Adaptive k*-Nearest Neighbors

Updated 26 March 2026

k*-Nearest Neighbors is a family of adaptive nonparametric methods that determine the optimal neighborhood size per query to balance bias and variance.
Techniques such as convex optimization, Bayesian inference, geometric rules, and kernelized sparse coding are used to compute the adaptive parameter k*.
These methods enhance predictive performance by dynamically adjusting local smoothing based on data density, noise levels, and label ambiguity.

A $k^*$ -Nearest Neighbors algorithm denotes a general class of approaches in which the neighborhood size $k^*$ —previously a fixed user-chosen parameter in standard $k$ -NN—is instead selected adaptively, often per query, according to a criterion that expresses local optimality, Bayesian plausibility, or algorithmically-learned tradeoff. These techniques fundamentally address the well-known bias–variance dilemma in nonparametric learning, yielding improved control over local estimation and predictive accuracy. The literature encompasses convex optimization, Bayesian evidence maximization, kernelized sparse coding, and explicit geometric constructions for the discovery or inference of $k^*$ . This entry synthesizes major formulations and algorithmic principles for $k^*$ -NN, including both statistical and algorithmic perspectives.

1. Foundations of Adaptive Neighborhood Size

The principal motivation for $k^*$ -NN is to circumvent the global hyperparameter tuning of $k$ , which often incurs costly cross-validation or model selection cycles and is suboptimal in heterogeneous data regimes. Instead, for each query $x_0$ , a (potentially different) optimal $k^*$ is computed by optimizing a surrogate risk or following a probabilistic model for the neighborhood. Early approaches to this problem include bias–variance balancing (Anava et al., 2017), change-point detection in the local ordering around $x_0$ (Nuti, 2017), and marginal likelihood maximization in generalized Bayesian models (Kim, 2016).

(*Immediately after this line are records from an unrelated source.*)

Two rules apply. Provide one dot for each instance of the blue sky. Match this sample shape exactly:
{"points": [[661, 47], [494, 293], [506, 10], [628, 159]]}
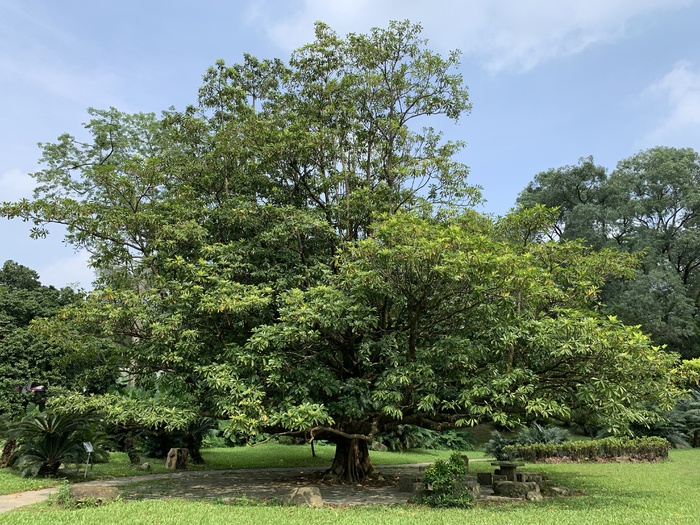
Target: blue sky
{"points": [[550, 80]]}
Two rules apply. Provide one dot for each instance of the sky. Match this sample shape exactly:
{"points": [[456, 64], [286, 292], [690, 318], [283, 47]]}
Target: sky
{"points": [[550, 81]]}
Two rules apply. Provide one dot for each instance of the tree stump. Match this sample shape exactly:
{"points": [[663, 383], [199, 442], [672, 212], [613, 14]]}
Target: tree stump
{"points": [[177, 459]]}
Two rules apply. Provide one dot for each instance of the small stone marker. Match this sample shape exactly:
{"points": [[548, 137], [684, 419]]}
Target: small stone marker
{"points": [[177, 459], [308, 496], [99, 495]]}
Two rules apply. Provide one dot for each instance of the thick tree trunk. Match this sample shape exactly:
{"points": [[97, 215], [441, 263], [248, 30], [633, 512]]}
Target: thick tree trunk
{"points": [[351, 462], [7, 450], [130, 446]]}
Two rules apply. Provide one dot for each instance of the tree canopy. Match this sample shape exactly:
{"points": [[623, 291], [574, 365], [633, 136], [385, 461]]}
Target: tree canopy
{"points": [[649, 204], [296, 255]]}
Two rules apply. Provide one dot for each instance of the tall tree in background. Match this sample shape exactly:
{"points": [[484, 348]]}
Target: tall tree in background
{"points": [[650, 204], [33, 367], [293, 254]]}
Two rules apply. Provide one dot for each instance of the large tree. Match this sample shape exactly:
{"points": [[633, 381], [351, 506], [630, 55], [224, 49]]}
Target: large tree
{"points": [[292, 254], [650, 203], [33, 366]]}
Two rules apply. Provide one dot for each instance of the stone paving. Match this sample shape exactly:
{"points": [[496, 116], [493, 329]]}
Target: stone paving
{"points": [[273, 483], [261, 484], [222, 485]]}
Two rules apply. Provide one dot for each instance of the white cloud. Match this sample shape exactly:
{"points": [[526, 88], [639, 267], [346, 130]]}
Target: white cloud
{"points": [[677, 97], [15, 185], [502, 34], [67, 271]]}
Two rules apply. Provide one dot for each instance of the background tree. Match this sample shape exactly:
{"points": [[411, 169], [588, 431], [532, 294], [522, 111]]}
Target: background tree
{"points": [[648, 204], [292, 254], [31, 366]]}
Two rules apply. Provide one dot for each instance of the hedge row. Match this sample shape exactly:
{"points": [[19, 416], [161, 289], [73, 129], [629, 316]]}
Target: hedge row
{"points": [[639, 449]]}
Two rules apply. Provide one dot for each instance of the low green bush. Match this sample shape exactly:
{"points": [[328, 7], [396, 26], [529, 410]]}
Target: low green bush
{"points": [[408, 437], [639, 449], [535, 434], [444, 483]]}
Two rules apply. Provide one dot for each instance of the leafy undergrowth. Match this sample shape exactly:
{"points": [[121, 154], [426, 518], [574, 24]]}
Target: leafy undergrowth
{"points": [[665, 493]]}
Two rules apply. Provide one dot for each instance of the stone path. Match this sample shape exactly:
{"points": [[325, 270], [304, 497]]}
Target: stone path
{"points": [[19, 499], [272, 483]]}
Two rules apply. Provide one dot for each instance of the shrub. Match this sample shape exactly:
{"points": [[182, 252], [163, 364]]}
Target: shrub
{"points": [[406, 437], [46, 440], [529, 436], [640, 449], [444, 483]]}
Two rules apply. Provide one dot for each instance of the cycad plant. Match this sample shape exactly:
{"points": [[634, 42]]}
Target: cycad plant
{"points": [[46, 440]]}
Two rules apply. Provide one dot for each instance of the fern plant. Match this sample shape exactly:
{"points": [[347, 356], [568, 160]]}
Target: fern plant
{"points": [[46, 440]]}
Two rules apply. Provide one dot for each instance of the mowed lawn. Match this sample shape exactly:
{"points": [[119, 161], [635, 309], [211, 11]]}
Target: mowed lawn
{"points": [[611, 493]]}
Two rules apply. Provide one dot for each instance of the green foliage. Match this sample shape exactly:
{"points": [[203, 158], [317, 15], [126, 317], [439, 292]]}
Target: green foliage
{"points": [[46, 440], [533, 434], [293, 254], [648, 204], [30, 364], [407, 437], [444, 483], [606, 449], [680, 426]]}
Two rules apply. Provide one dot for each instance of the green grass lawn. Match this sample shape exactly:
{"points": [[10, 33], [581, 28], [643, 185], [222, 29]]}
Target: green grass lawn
{"points": [[665, 493]]}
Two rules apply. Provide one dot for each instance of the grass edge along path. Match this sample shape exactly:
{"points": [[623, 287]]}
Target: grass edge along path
{"points": [[665, 493]]}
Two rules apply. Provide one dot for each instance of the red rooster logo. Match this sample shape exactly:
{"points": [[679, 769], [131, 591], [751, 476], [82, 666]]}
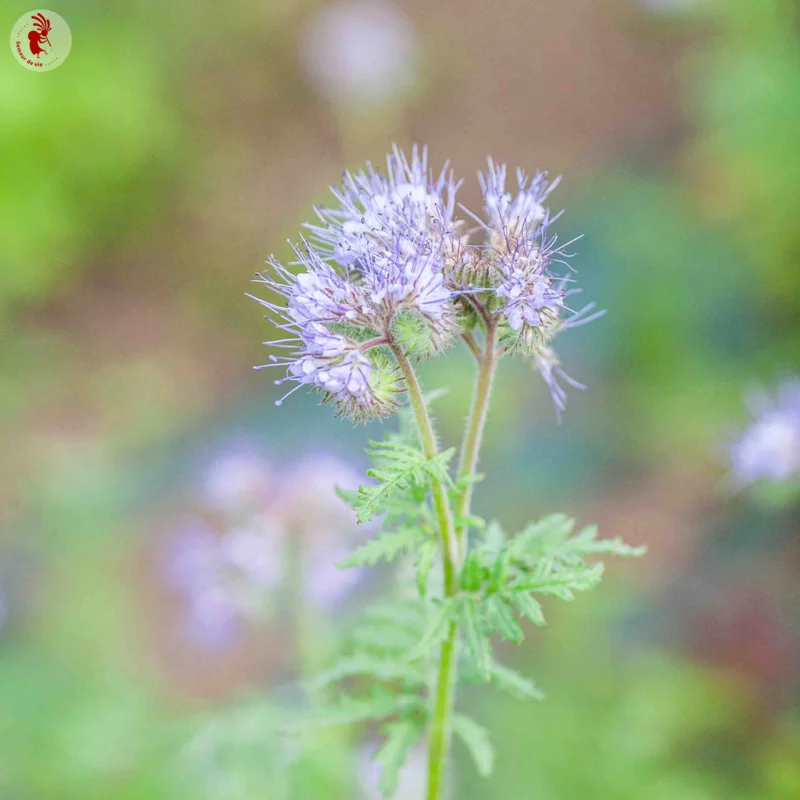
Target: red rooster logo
{"points": [[39, 36]]}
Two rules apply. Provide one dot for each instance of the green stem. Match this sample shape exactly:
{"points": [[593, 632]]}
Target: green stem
{"points": [[440, 728], [441, 721], [429, 447], [474, 431]]}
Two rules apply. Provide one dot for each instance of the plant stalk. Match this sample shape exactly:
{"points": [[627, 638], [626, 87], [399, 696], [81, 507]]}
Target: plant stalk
{"points": [[441, 725], [473, 434]]}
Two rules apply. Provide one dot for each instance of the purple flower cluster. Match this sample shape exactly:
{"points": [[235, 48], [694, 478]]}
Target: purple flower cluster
{"points": [[769, 449], [227, 562], [391, 264]]}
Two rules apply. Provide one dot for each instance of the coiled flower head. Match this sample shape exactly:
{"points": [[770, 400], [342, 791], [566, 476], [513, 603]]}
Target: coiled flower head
{"points": [[380, 215]]}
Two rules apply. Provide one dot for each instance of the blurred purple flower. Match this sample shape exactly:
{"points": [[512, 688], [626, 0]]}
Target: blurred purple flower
{"points": [[223, 580], [227, 578], [236, 480], [769, 449], [360, 52], [413, 776]]}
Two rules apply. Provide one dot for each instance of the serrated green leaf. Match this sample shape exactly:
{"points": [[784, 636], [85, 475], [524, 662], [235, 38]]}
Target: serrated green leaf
{"points": [[426, 558], [476, 739], [378, 636], [437, 627], [400, 736], [500, 618], [385, 546], [527, 606], [563, 583], [478, 646], [398, 468]]}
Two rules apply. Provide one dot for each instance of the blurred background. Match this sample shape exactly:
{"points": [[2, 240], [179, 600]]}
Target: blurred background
{"points": [[145, 469]]}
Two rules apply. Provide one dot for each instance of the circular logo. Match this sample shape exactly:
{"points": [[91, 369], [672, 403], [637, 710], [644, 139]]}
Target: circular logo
{"points": [[41, 40]]}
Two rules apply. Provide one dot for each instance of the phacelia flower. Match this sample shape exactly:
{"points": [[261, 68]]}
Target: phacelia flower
{"points": [[379, 216], [512, 217], [227, 563], [769, 449], [391, 266], [338, 315], [360, 53], [546, 363], [223, 580]]}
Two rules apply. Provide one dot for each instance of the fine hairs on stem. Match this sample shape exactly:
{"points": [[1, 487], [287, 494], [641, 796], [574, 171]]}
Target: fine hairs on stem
{"points": [[386, 277]]}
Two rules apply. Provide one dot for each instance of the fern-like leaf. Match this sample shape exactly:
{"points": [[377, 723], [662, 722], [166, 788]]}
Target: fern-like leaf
{"points": [[476, 739], [401, 736], [386, 546]]}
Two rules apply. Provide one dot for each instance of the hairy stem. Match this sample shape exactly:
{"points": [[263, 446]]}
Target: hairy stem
{"points": [[474, 430], [441, 720], [441, 502]]}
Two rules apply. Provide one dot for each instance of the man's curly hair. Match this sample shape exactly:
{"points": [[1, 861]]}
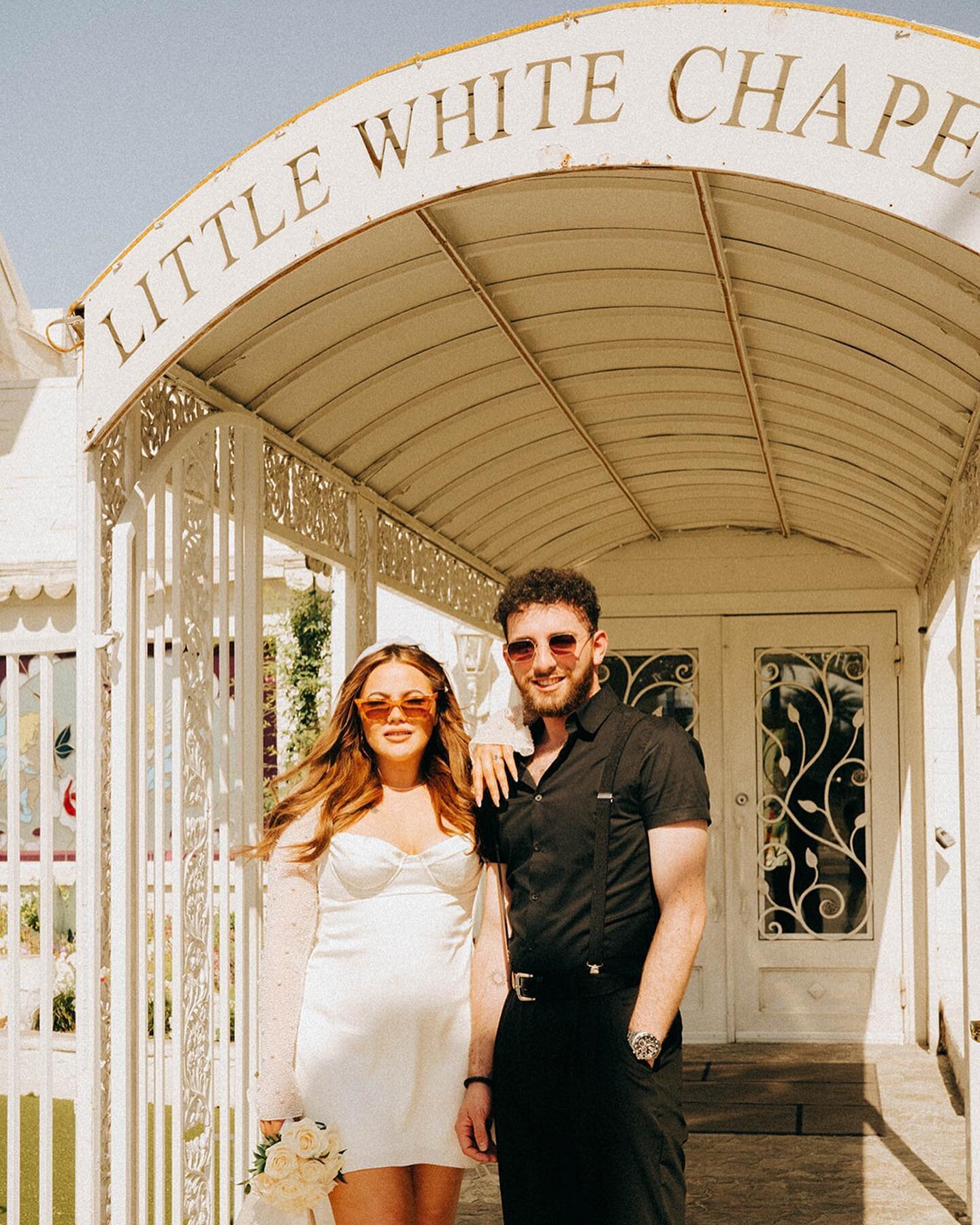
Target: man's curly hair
{"points": [[549, 586]]}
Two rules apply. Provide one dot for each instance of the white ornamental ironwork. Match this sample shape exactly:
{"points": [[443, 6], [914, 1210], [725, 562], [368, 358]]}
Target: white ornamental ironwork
{"points": [[813, 767], [304, 502], [186, 566], [410, 561], [659, 683]]}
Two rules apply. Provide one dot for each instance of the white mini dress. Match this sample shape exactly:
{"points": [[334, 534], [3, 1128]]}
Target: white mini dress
{"points": [[364, 994]]}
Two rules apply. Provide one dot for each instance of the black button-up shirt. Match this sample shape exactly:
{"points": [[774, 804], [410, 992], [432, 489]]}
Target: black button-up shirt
{"points": [[544, 834]]}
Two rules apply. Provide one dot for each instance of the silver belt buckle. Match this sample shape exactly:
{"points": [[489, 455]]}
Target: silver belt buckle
{"points": [[517, 983]]}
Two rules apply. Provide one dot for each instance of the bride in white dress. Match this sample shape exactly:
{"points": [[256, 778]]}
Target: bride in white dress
{"points": [[364, 989]]}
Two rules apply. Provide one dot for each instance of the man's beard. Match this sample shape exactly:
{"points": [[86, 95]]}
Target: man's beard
{"points": [[563, 704]]}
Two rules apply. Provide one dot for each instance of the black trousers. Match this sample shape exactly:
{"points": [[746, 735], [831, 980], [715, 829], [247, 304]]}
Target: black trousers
{"points": [[587, 1134]]}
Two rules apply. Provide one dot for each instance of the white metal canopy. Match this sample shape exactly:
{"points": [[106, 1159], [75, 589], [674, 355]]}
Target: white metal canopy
{"points": [[478, 287], [627, 275], [545, 369]]}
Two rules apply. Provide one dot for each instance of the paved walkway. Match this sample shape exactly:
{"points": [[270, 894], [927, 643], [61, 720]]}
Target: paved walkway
{"points": [[903, 1163]]}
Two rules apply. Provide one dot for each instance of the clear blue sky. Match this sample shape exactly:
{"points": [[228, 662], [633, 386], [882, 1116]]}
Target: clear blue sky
{"points": [[112, 110]]}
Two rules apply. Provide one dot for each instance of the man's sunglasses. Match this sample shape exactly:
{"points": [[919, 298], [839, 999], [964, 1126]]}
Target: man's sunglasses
{"points": [[563, 646], [416, 708]]}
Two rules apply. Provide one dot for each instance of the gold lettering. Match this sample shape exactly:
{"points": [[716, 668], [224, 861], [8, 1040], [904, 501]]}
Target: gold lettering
{"points": [[220, 227], [592, 85], [378, 159], [260, 235], [502, 130], [745, 88], [468, 114], [546, 65], [159, 320], [124, 353], [675, 81], [838, 82], [299, 184], [947, 134], [179, 261], [887, 116]]}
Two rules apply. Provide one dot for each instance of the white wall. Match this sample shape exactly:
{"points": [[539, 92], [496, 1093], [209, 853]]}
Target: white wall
{"points": [[37, 474], [941, 701], [708, 571]]}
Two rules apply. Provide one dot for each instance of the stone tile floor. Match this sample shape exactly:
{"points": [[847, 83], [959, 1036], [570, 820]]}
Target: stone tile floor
{"points": [[913, 1174]]}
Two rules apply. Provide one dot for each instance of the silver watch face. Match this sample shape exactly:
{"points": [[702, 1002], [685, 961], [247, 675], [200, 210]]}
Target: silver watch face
{"points": [[644, 1047]]}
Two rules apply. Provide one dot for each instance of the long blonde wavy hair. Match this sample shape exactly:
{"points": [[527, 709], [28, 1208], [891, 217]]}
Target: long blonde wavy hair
{"points": [[340, 776]]}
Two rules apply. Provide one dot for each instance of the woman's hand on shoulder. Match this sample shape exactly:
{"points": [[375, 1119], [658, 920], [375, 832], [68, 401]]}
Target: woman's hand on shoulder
{"points": [[490, 766]]}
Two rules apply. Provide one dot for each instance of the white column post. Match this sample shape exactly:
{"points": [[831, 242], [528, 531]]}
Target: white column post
{"points": [[358, 587], [88, 1100], [969, 858]]}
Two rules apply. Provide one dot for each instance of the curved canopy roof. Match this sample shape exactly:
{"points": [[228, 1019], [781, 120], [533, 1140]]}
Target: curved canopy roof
{"points": [[544, 369], [480, 283]]}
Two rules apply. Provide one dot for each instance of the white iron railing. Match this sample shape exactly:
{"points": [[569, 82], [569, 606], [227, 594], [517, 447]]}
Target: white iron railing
{"points": [[186, 586]]}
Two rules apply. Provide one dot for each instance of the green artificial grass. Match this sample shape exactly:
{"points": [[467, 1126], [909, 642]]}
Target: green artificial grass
{"points": [[63, 1110], [64, 1160]]}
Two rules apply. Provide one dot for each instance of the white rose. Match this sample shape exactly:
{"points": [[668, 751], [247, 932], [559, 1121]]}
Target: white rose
{"points": [[304, 1137], [330, 1168], [281, 1162], [292, 1192], [263, 1185], [309, 1173]]}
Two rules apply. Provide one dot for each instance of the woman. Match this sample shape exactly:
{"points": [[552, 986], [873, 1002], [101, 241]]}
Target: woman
{"points": [[364, 987]]}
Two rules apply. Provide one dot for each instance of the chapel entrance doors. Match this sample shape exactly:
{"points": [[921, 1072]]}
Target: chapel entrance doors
{"points": [[813, 802], [798, 718]]}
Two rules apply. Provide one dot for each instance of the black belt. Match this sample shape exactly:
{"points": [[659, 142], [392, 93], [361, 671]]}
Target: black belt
{"points": [[577, 985]]}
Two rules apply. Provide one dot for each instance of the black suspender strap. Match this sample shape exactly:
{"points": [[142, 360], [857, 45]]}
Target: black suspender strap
{"points": [[629, 719]]}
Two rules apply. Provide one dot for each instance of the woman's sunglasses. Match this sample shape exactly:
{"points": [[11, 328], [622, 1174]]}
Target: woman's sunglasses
{"points": [[563, 646], [416, 708]]}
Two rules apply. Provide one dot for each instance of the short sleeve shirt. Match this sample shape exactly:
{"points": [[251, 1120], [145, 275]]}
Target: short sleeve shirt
{"points": [[544, 834]]}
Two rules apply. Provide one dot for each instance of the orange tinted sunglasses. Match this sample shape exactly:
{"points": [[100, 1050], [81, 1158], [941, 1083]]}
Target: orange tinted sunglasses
{"points": [[416, 708]]}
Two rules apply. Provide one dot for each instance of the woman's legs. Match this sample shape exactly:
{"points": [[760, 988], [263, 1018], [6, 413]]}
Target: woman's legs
{"points": [[416, 1194], [436, 1190], [375, 1197]]}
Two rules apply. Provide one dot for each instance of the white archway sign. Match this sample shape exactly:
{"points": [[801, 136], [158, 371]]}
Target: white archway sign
{"points": [[869, 108]]}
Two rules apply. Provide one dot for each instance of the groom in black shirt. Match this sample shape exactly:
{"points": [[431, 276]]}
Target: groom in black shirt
{"points": [[600, 849]]}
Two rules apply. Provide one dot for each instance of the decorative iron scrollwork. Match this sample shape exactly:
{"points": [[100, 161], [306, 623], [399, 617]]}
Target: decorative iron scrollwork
{"points": [[664, 684], [410, 561], [306, 500], [814, 874]]}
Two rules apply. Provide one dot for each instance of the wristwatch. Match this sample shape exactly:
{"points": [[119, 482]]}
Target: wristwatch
{"points": [[643, 1045]]}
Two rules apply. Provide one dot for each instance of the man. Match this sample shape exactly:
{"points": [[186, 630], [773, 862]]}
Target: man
{"points": [[581, 1071]]}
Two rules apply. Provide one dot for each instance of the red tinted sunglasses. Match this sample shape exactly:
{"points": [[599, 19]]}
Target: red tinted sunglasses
{"points": [[563, 646]]}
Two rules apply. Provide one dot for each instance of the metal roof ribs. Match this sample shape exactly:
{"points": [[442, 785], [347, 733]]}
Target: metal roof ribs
{"points": [[528, 358], [713, 234]]}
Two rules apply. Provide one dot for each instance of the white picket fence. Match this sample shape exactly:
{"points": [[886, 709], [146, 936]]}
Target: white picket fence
{"points": [[18, 963]]}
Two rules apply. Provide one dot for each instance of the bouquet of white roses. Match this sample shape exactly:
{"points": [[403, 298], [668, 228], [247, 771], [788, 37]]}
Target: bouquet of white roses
{"points": [[294, 1171]]}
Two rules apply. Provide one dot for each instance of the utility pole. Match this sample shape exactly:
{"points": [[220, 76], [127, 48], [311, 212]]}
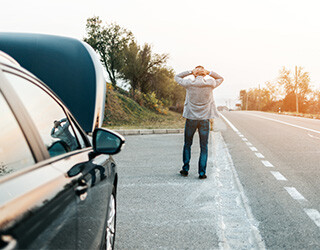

The general prediction rule in $k^*$ -NN is: $\widehat{y}(x_0) = \sum_{i=1}^{n} \alpha_i^* y_i,$ where the support of the optimal weights $\alpha_i^*$ is restricted to the $k^*$ nearest neighbors of $x_0$ ; both $k^*$ and $\alpha^*$ are defined by an adaptive criterion. The result is an estimator that leverages a locally optimal level of smoothness, adapting to density, noise, or label ambiguity in the vicinity of $x_0$ (Anava et al., 2017, Jodas et al., 2022).

2. Mathematical Formulations for $k^*$ Selection

Several distinct approaches to computing $k^*$ are prominent in the literature:

Bias–Variance Convex Relaxation (Anava et al., 2017): For regression, $k^*$ arises as the maximal set of neighbors for which the combined objective

$C\Vert \alpha \Vert_2 + L\sum_{i=1}^n \alpha_i d(x_i, x_0)$

minimizes the finite-sample tradeoff under constraints $\alpha \in \Delta_n$ (the simplex). The unique optimizer is thresholded: $\alpha^*_i \propto \max(0, \lambda - \beta_i)$ , with the implicit cutoff $k^* = \max\{ i: \beta_i < \lambda \}$ , where $\beta_i$ encodes scaled distances.

PL-kNN Geometric Rule (Jodas et al., 2022): $k^*$ is the cardinality of the set of training points lying within a semicircle of radius $r = D_M(s, c^*)$ (Manhattan distance to the nearest class median centroid), oriented toward the “nearest” class. No parameter tuning is required.
Bayesian Change-Point Model (Nuti, 2017): The posterior distribution $p(k | x_{0:\tau-1})$ is computed recursively as the distribution over run-length (number of same-segment nearest neighbors) using the local likelihood and a hazard function. $k^*$ is typically chosen as the MAP (maximum a posteriori) value.
Bayesian Mutual/Symmetric $k$ -NN (Kim, 2016): $k^*$ is found by maximizing the log-evidence (marginal likelihood) $\mathcal{L}(k)$ under a Gaussian process Laplacian covariance induced by $k$ -NN graph structure. The optimal $k^*$ yields the best model fit, trading off complexity and data fit without cross-validation.
Kernelized Sparse Coding in Graph Models (Li et al., 23 Jan 2026): For each sample $x_j$ , an adaptive Lasso is solved over a composite (feature+class) kernel, yielding a sparse weight vector $w_j$ ; the number of nonzero entries $K_j = \| w_j \|_0$ is the learned neighborhood size $k^*$ for $x_j$ .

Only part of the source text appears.